An overview and demo of the Toppobrillo Sport Modulator, a dual lag + hold/ sample + hold CV processor and generator which takes its cues from a classic Serge design.
The Sport Modulator features two identical but related sections, both of which are capable of smooth & stepped functions, low and audio-frequency oscillation and pulse streams. For more information and patch tips, see the product page and the SSG Wizardry section of the Serge Fans site.
Here's a basic run-though to get started:
LFO sine > SM in. SM out > VCO. Manual modulation of slew rate. Then pulse from same LFO to 4ms SCM, x8 out > SM T/H in. Lag + Hold mode first, then S+H. Hi hat provided as timing reference.
Here's the SM processing some white noise:
Bottom section cycles, end out provides T/H trigger for top section. Manual tweaks.
And here it is processing itself:
Both sections cycling, top > bottom S/H in, comparator out > bottom CV in, bottom end out > top CV in, bottom out > VCA.
And lastly, a variation on an Allen Strange S&H patch:
2 VCOs. One receives all notes, the second gets timed 'grabs': the main sequence is 8 notes long. Taking a shorter or uneven division from a clock divider causes the S&H to grab a different note on each pass. After about 40 seconds you can hear the difference between S&H + T&H modes: the latter lets the note stream pass while the gate is high and then holds the last note when it goes low. The second part of the recording, after 1 minute, uses the SCM to generate triggers at a faster rate than the main clock, opening the doors to staircase madness.
I have to admit, I spent the first five minutes staring at the Sport Modulator not knowing what I was supposed to patch where. The SSG tips were a great help, although there are some differences between the two.

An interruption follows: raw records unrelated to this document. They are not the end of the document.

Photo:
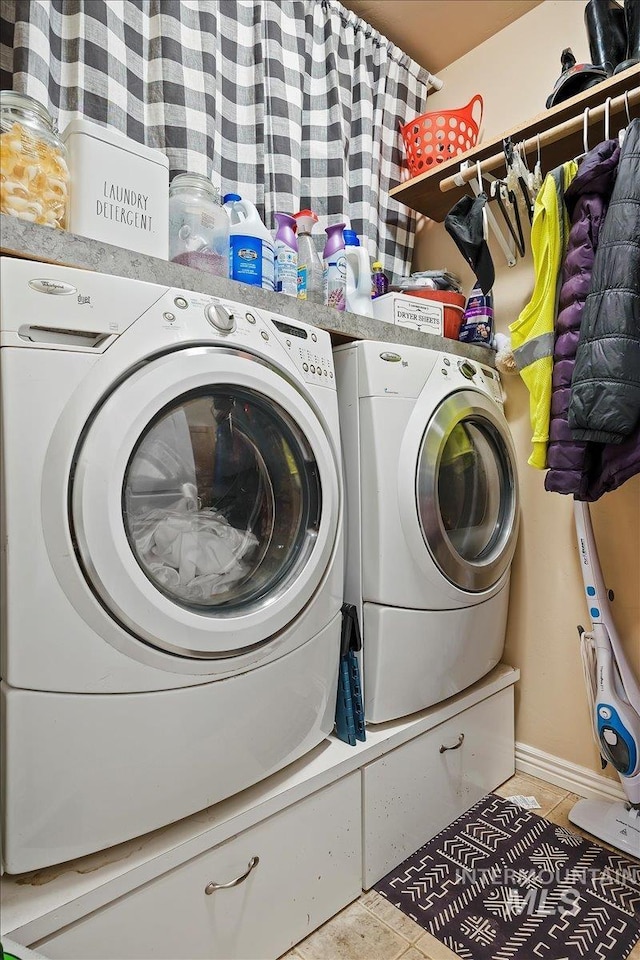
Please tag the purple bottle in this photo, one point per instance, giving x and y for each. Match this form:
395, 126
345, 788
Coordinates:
379, 281
334, 267
286, 255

Firstly, as mentioned, both sections of the SM are capable of both smooth and stepped functions making it more flexible than its ancestor. However, the SM's cycle function is not gate-able so, while the cycle button provides convenience, some patch possibilities may have been sacrificed.

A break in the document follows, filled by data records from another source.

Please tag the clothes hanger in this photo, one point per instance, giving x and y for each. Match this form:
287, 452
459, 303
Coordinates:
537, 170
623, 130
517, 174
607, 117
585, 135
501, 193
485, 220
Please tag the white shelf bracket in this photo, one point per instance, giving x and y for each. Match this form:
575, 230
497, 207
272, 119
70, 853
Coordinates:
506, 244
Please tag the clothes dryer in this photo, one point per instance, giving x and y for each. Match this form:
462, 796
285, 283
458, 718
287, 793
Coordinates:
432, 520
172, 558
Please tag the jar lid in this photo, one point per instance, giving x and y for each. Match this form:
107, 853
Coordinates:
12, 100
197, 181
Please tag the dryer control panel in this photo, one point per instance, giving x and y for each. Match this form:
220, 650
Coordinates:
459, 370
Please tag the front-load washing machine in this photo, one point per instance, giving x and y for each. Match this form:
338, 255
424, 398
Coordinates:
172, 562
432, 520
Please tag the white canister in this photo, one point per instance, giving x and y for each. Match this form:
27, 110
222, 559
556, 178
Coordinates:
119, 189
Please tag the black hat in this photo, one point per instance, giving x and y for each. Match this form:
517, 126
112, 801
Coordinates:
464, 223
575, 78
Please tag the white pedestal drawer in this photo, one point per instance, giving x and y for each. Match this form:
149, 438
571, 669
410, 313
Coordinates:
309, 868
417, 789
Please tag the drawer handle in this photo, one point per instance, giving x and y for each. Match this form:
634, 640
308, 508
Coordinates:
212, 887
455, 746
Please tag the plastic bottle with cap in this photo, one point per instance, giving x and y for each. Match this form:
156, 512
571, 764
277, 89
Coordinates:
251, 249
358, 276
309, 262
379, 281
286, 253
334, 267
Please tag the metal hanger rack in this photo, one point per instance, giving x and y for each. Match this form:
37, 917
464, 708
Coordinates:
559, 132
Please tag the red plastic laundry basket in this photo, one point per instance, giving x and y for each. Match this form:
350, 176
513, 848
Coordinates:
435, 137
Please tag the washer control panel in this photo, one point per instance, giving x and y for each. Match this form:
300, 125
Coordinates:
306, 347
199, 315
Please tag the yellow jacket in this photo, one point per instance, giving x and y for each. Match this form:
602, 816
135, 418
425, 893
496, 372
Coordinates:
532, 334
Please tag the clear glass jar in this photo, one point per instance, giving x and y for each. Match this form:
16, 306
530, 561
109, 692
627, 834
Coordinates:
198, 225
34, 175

The build quality and layout are great and the circuit does indeed hold for quite a while without noticeable droop. Cross-modulating two cycling sections can generate chaotic repetitive patterns, with the comparator output documenting the two oscillators' struggle. An LED for the comparator output and 'attenuverters' for the CV ins would have been useful, but their absence in no way spoils the fun. Like the Wogglebug, which covers some of the same ground, the Sport Modulator is greater than the sum of its parts and the musical results are unique.